Perlukah Brimob memiliki senjata standar militer?

Uni Lubis

This is AI generated summarization, which may have errors. For context, always refer to the full article.

Perlukah Brimob memiliki senjata standar militer?

ANTARA FOTO

Pengadaan senjata harusnya bergantung kepada tantangan dan ancaman yang ada. Perlu aturan lebih jelas

 

JAKARTA, Indonesia – Sebenarnya Kepolisian Republik Indonesia (Polri) tak lagi harus  minta izin kepada TNI, termasuk dalam soal pengadaan senjata. Menurut pasal 8 Undang-Undang No 2 Tahun 2002 tentang Kepolisian Negara Republik Indonesia, Polri berada di bawah Presiden. Dan pasal 11 undang-undang yang sama menyebutkan bahwa  Kapolri diangkat dan diberhentikan oleh Presiden dengan persetujuan Dewan Perwakilan Rakyat (DPR).

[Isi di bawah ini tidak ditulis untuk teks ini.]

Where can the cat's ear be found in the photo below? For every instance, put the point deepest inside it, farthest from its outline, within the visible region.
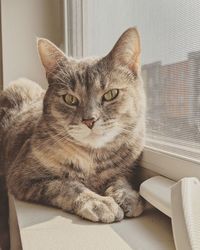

Dalam konsideran “menimbang” poin C, disebutkan telah terjadi perubahan paradigma dalam sistem ketatanegaraan yang  menegaskan pemisahan kelembagaan Tentara Nasional Indonesia dan Kepolisian Negara Republik Indonesia sesuai dengan peran dan fungsi masing-masing. 

Tugas pokok Kepolisian Negara Republik Indonesia adalah: a. memelihara keamanan dan ketertiban masyarakat; b. menegakkan hukum; dan c. memberikan perlindungan, pengayoman dan pelayanan kepada masyarakat.  UU Polri yang dibuat di era reformasi itu memberikan status mandiri kepada Polri, termasuk dalam menyusun program dan anggaran.

Merujuk kepada undang-undang tersebut, maka sebenarnya sah saja bagi Polri untuk menganggarkan sistem persenjataan yang dianggap bisa menunjang tugas pokok dan fungsinya (tupoksi). Sepanjang Presiden dan DPR setuju dengan program dan anggaran, polisi bisa menjalankannya. 

Tetapi, kemudian lahir UU No 16 Tahun 2012 Tentang  Industri Pertahanan.  Pasal 8  ayat (1) UU Industri Pertahanan mengatur pihak mana yang dimaksud sebagai pengguna industri pertahanan.

Ada empat pihak, yaitu (a) Tentara Nasional Indonesia, (b) Kepolisian Negara Republik Indonesia, (c) Kementerian dan/atau lembaga pemerintah non kementerian, dan (d) pihak yang diberi izin sesuai dengan ketentuan peraturan perundang-undangan yang berlaku.

Merujuk kepada poin (d) di atas, disebutkan bahwa pihak pemberi izin terhadap pengguna sebagaimana dimaksud pada ayat (1) huruf d adalah menteri yang menyelenggarakan urusan pemerintahan di bidang pertahanan alias Menhan.

Prosedur impor senjata

UU Industri Pertahanan juga melahirkan Komite Kebijakan Industri Pertahanan (KKIP).  Ketuanya adalah Presiden ex officio atau Presiden yang sedang menjabat. Ketua Harian dipegang oleh Menhan, dengan Menteri Badan Usaha Milik Negara (BUMN) sebagai Wakil Ketua. Kedua menteri merangkap sebagai anggota, beserta tujuh menteri lain, serta Panglima TNI dan Kapolri.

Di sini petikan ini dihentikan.